Lyosha aimed at Tierney first. Her chin wobbled; her eyes begged. He pulled the trigger.
Click.
It was empty. She fell down to her knees, heaving, sobbing, wetting herself. The hot liquid of her urine momentarily stole the numbness from her cold legs.
Alex turned the gun to Tiernan. Flinched.
He loved him, that was the truth of it. More than he loved his father, and his brothers, and maybe even himself.
Because Tiernan taught him how to be brave. No matter his circumstances, he refused to be a victim.
Tiernan didn’t shake. His eyes didn’t beg. He stared at him head-on.
“Shoot!” Igor roared.
Alex pulled the trigger, howling in pain.
Click.
Empty.
Tiernan didn’t flinch. Didn’t even sigh in relief. Just stood there, cold and resilient and more alive than all of them combined.
Alex dropped to one knee, vomiting onto his own lap.
“Koshchei,” Igor spat out dejectedly. It was the eleventh time in eight years the little worm escaped death. So many illnesses. Accidents. Stray bullets. Rat poison his body seemed to resignedly accept. Igor was always on the verge of killing the Callaghans with his bare hands. The only thing stopping him was the knowledge that his late wife wouldn’t have wanted that. Kids, no matter how sullied and evil, were precious in her eyes.
“That boy is utterly deathless. He is going to kill all of us one day.”
CHAPTER TWENTY
TIERNAN
I flipped through Lila’s sketchbook again while she was taking a shower.
My wife drew what she remembered, and if she by chance remembered her attacker’s face, that mattered.
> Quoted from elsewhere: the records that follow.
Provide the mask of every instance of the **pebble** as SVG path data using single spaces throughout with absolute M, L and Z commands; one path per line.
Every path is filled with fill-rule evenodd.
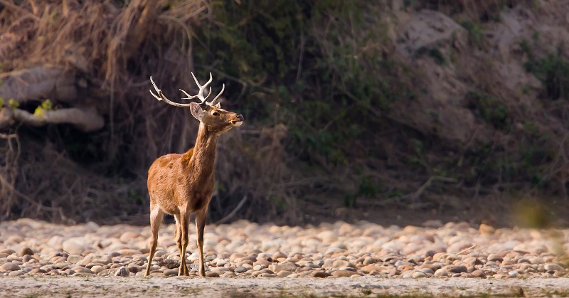
M 144 276 L 149 228 L 94 223 L 64 226 L 22 220 L 0 223 L 0 276 Z M 427 224 L 429 223 L 429 224 Z M 178 275 L 175 225 L 159 230 L 153 276 Z M 25 235 L 24 235 L 25 234 Z M 559 248 L 569 248 L 569 230 L 555 239 L 539 230 L 496 228 L 467 223 L 425 223 L 383 227 L 362 221 L 288 227 L 238 220 L 208 225 L 206 275 L 238 278 L 528 278 L 565 277 Z M 198 269 L 196 235 L 190 234 L 190 275 Z M 473 248 L 469 249 L 469 248 Z M 117 278 L 117 277 L 115 277 Z
M 11 262 L 4 263 L 2 266 L 0 266 L 0 270 L 2 271 L 16 271 L 20 269 L 20 266 L 18 264 Z

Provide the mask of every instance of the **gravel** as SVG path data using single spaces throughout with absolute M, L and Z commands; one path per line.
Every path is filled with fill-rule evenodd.
M 364 285 L 388 284 L 395 280 L 427 284 L 450 279 L 487 284 L 508 280 L 537 282 L 568 276 L 565 252 L 569 248 L 569 230 L 473 227 L 467 223 L 428 225 L 431 228 L 383 227 L 361 221 L 291 227 L 245 220 L 208 225 L 204 241 L 207 277 L 196 277 L 196 235 L 191 229 L 186 256 L 188 282 L 218 280 L 230 284 L 233 280 L 262 280 L 313 284 L 312 288 L 300 288 L 307 291 L 338 280 L 362 280 L 365 282 L 359 284 Z M 162 225 L 151 277 L 143 278 L 149 251 L 148 227 L 92 222 L 61 225 L 27 218 L 2 222 L 0 277 L 6 278 L 0 278 L 0 288 L 5 280 L 12 280 L 9 277 L 18 280 L 35 277 L 36 281 L 37 277 L 49 277 L 58 283 L 69 280 L 62 277 L 127 279 L 132 283 L 166 277 L 172 277 L 156 280 L 179 280 L 180 257 L 174 230 L 173 224 Z M 565 285 L 560 287 L 563 289 Z M 365 287 L 362 289 L 353 292 L 349 287 L 348 293 L 378 294 L 381 291 L 376 290 L 383 288 L 371 292 Z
I didn’t find any new portraits, but I did find music sheets. Dozens and dozens of them. Since Alex had taught me solfège when we were kids, I recognized some as Mozart and Beethoven. That, in itself, did not impress me. Any monkey could copy and paste music sheets from the internet. What piqued my interest were the ones I was not familiar with. And were not, in fact, classics at all.
I downloaded a piano app on my phone and played them out. They were completely original pieces. Fucking fantastic, too. Expressive, dramatic, elegant, and Gothic.
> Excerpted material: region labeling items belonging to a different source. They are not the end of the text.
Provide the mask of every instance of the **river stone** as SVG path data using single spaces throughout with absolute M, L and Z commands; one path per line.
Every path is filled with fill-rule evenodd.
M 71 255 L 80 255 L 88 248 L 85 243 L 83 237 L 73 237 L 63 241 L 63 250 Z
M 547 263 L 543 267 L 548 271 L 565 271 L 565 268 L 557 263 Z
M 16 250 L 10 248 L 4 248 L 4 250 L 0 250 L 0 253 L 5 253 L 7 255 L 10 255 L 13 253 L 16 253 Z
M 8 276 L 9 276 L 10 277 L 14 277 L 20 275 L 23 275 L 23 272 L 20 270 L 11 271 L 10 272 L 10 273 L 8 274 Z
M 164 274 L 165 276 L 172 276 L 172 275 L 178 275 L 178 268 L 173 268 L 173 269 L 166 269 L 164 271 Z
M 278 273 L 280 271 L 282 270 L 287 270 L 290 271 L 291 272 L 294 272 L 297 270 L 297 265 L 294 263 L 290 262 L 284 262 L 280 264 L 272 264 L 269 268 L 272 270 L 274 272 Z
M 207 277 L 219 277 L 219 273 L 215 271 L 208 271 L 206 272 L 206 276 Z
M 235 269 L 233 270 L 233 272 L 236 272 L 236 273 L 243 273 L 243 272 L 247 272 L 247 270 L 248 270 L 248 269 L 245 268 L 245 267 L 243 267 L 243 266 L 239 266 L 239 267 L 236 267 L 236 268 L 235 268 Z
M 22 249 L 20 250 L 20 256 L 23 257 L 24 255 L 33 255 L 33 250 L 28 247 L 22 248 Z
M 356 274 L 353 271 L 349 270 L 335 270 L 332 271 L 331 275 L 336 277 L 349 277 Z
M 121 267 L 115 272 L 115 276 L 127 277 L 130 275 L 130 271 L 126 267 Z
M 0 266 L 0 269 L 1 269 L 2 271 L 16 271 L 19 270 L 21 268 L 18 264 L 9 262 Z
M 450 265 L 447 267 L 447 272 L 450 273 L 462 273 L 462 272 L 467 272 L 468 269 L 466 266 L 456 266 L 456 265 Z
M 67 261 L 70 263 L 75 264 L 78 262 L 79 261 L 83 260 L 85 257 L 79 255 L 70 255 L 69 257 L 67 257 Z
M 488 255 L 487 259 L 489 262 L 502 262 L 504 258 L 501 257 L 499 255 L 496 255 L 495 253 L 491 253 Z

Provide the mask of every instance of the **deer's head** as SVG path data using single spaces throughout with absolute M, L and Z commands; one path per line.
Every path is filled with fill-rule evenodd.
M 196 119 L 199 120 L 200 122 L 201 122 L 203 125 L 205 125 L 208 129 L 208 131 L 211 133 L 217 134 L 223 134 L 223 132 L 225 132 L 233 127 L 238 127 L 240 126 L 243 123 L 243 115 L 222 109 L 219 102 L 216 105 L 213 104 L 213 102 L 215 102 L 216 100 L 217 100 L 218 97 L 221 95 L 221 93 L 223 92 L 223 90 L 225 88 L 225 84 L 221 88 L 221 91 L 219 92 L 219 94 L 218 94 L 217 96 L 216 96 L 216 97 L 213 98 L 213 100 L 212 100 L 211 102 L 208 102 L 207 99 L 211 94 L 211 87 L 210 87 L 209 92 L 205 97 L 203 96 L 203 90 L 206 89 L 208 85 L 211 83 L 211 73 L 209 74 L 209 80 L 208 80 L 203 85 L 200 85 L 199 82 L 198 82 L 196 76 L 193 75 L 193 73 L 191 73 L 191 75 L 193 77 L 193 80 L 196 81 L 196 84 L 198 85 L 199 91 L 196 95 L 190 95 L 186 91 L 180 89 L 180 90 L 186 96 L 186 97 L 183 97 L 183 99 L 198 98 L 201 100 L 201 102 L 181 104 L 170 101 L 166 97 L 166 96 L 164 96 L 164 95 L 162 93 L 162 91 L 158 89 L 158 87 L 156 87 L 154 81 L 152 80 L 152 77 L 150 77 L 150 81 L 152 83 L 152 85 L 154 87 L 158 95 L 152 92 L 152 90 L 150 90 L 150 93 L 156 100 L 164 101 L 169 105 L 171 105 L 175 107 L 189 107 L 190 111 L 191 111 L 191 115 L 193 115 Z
They could be someone else’s. Just because Lila wrote them didn’t mean she composed them.
They could.
But somehow, I knew, with stark clarity, that it was my wife who came up with them.
CHAPTER TWENTY-ONE
LILA
Mama was back from Chicago, but the relief I expected to feel never arrived.
I was clocking in eight hours of phone time a day. Researching gadgets for the impaired of hearing. There was a list sitting in the bottom of my nightstand drawer of things I wanted to purchase and try out. I needed to figure out how to order them from the internet without asking for Tiernan’s help. It didn’t look like the vendors accepted cash.